ChatPaper.aiChatPaper

SciOrch:学习编排专家LLMs以解决前沿多模态科学推理任务

SciOrch: Learning to Orchestrate Expert LLMs for Solving Frontier Multimodal Scientific Reasoning Tasks

June 14, 2026
作者: Jingru Guo, Xiangyuan Xue, Lian Zhang, Wanghan Xu, Siki Chen, Philip Torr, Wanli Ouyang, Lei Bai, Zhenfei Yin
cs.AI

摘要

前沿科学推理仍然是大型语言模型(LLMs)面临的重大挑战,即便是最强大的商业系统也难以达到专家级水平。深入研究模型行为会发现,单模型评估所掩盖的显著互补性:不同前沿模型在不同类型问题上各有优势,没有单一模型能全面把握问题全貌。我们提出SciOrch框架,该框架训练一个轻量级的8B模型来协调前沿LLMs进行科学推理。该调度模型将问题分解,通过API调用将子问题分配至选定的商业模型,并综合生成最终答案。训练这样的调度模型本质上比传统的智能体强化学习更为困难:每个动作都会触发API调用,既产生高昂的经济成本,又带来显著的延迟,使得标准的在线滚动训练不可行。
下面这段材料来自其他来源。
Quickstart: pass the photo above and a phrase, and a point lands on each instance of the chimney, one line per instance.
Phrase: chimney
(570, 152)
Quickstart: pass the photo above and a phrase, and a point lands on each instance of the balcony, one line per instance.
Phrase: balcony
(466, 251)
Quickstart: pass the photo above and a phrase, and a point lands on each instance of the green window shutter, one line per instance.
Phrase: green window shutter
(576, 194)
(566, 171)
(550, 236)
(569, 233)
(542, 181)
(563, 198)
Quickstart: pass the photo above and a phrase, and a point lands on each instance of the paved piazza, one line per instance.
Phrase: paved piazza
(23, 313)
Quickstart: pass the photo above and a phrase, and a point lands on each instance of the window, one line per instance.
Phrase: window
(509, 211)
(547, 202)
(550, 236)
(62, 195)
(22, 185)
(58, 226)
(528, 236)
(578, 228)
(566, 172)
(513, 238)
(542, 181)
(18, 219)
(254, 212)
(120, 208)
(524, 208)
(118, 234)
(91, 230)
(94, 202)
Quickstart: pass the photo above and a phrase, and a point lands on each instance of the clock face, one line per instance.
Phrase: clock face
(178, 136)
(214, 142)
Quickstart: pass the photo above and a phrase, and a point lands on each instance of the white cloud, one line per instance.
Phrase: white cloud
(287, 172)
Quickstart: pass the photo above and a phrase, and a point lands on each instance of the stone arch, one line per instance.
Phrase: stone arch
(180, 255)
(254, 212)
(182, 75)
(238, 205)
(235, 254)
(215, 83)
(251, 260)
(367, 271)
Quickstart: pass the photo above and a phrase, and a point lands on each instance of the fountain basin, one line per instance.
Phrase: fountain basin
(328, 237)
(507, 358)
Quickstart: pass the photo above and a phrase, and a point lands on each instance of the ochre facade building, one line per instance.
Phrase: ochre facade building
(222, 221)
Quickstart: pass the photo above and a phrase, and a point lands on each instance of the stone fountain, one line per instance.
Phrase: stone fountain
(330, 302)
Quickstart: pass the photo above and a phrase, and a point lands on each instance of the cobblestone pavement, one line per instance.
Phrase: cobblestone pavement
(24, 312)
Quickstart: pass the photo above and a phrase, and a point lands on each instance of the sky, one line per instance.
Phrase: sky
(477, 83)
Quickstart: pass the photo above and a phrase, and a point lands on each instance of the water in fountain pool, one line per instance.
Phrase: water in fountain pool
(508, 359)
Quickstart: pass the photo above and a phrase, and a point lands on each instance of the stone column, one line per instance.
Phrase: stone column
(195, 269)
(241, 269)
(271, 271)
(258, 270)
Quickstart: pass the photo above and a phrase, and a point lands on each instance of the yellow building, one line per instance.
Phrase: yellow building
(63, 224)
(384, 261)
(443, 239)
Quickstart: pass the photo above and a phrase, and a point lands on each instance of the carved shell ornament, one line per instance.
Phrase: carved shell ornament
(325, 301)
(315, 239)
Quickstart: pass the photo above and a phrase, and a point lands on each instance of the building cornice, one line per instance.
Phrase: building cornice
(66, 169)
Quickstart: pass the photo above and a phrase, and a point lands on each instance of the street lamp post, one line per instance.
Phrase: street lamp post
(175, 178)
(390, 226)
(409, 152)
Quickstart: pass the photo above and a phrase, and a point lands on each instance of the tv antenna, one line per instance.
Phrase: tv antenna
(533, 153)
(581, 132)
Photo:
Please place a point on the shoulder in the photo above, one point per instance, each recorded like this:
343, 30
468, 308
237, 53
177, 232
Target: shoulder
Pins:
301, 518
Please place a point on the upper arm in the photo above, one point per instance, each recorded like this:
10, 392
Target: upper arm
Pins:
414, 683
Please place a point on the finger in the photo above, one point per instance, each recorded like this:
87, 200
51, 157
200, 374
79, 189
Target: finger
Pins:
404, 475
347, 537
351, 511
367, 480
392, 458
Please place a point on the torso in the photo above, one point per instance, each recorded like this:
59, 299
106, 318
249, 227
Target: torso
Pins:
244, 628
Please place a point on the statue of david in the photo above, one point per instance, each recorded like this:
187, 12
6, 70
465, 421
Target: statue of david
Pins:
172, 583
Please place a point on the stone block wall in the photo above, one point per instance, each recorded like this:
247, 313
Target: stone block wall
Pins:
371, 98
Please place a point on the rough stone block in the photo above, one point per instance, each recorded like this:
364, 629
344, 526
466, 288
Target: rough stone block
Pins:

我们采用基于MCTS的方法解决了这一问题,该方法生成多样化的调度轨迹,提取每个节点的单轮样本,并通过GRPO风格的训练来优化调度模型。在涵盖SGI-Reasoning和Scientists' First Exam的240题测试集上,SciOrch达到56.66%的平均准确率,超过最强单一商业模型3.74%,并超越最强多智能体基线3.33%。同时,它在SGI和SFE两项测试上均取得最佳准确率,且API调用成本不到典型多智能体方法的一半。
English
Frontier scientific reasoning remains a major challenge for large language models (LLMs), where even the strongest commercial systems fall short of expert-level performance. A closer look at model behavior reveals substantial complementarity that single-model evaluation hides: different frontier models excel on different question types, and no single model captures the full picture. We present SciOrch, a framework that trains a lightweight 8B model to orchestrate frontier LLMs for scientific reasoning. The orchestrator decomposes each question, delegates sub-problems to selected commercial models through API calls, and synthesizes a final answer. Training such an orchestrator is fundamentally harder than conventional agentic RL: each action triggers an API call that is expensive in both dollar cost and latency, making standard online rollouts infeasible. We address this with MCTS-based approach, producing diverse orchestration trajectories, extracting per-node single-turn samples, and optimizing the orchestrator with GRPO-style training. On a 240-question test set spanning SGI-Reasoning and Scientists' First Exam, SciOrch reaches 56.66% average accuracy, outperforming the strongest single commercial model by 3.74% and the strongest multi-agent baseline by 3.33%. It also attains the best accuracy on both SGI and SFE with less than half the API cost of typical multi-agent methods.